Russia is likely to be shut out of U.S. and Western European markets partly because of historical ties to local manufacturers, said Gene Clark, chief executive of U.S. consulting firm TradeTech.

"The markets that Russia's going for, I'm not too worried about," said Dan Lipman, senior vice president for nuclear power plants at Pennsylvania-based Westinghouse. "Myanmar's not on my list."

Rosatom officials say they want to position Russia as a safe and affordable alternative in developing countries, which are projected to be the fastest-growing nuclear markets. They plan to build on the company's advantage of already having two of its VVER reactors up and running at the Tianwan power station in eastern China.

Atomstroiexport's order book will swell to $20 billion within two years, said chief executive Sergei Shmatko. In 2006, it sealed a two-reactor deal worth $5.4 billion with Bulgaria.

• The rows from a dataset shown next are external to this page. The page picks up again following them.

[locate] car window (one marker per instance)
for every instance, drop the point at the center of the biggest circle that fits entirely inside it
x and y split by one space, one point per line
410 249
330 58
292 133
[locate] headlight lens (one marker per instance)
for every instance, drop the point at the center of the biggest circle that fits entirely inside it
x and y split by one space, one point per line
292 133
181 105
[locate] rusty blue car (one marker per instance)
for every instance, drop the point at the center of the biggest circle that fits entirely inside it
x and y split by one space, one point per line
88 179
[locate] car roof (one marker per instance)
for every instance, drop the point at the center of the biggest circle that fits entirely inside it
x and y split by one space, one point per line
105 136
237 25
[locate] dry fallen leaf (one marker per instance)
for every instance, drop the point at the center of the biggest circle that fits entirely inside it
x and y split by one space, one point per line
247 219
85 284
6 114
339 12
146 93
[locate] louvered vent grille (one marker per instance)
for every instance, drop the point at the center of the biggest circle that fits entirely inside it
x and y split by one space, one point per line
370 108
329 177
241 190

The company has orders for two more VVER-1000s from China and a preliminary accord for four in India, pending a treaty on technology transfer. Vietnam, Indonesia and Thailand may also buy, said Shmatko, a former nuclear-submarine officer.

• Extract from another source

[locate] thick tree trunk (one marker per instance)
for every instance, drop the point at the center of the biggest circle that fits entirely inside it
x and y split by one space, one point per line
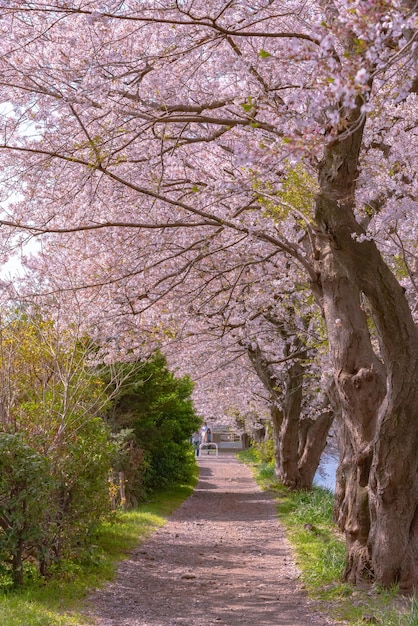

Russia has pledged support to develop nuclear energy in Namibia, Mongolia and Belarus. The focus on emerging markets is a strength, Shmatko said.

"The contractual rewards are roughly the same in any country where you build now, so why go where there is so much competition?" Shmatko said.

After pursuing the Bushehr reactor project in Iran despite U.S. protests that the country was planning to build an atomic bomb, Russia may tap demand in the Middle East, said Alexander Pikayev, of the Institute of World Economy and International Relations.

Arab nations may also buy fuel at the international enrichment center Russia set up last year in Angarsk, in eastern Siberia, he said. It lets non-nuclear nations enrich uranium under United Nations supervision, alleviating proliferation concerns.

President Vladimir Putin has worked to resurrect the country's atomic industry, code-named the Ministry of Middle Machinery in Soviet times, as a third arm in the country's energy arsenal. Russia is already the world's biggest exporter of natural gas and second in oil behind Saudi Arabia.

The government will spend $27 billion through 2015 to develop atomic power. The industry will raise $32 billion more from sales and investors. Putin said Feb. 14 that Russia is ready to sell stakes in uranium and enrichment companies.

Putin, who's expected to be named prime minister when he's succeeded by Dmitry Medvedev as president in May, set Rosatom the goal of increasing nuclear energy output to as much as 30 percent of power production by 2030 from 16 percent last year. Rosatom started adding two reactors a year in 2007 and aims to accelerate that to three or more annually by about 2012.

"We think it optimal to have 30 percent of Russian energy coming from nuclear plants," said Rosenergoatom's Asmolov. "In terms of economics, in terms of everything."

Asmolov has been charged with retraining the military's nuclear experts and converting defense contractors so they can help with the civilian power push.

In January, Rosatom started operating as a holding company for all of the country's nuclear interests, rather than as a government agency. Within seven years, Rosatom will no longer need financial support from the state, Kiriyenko said.

Rosatom's energy arm includes reactor-operator Rosenergoatom, where Asmolov works, nuclear-gear maker Atomenergomash and reactor builder Atomstroiexport, as well as uranium miners, fuel makers, traders and research institutes.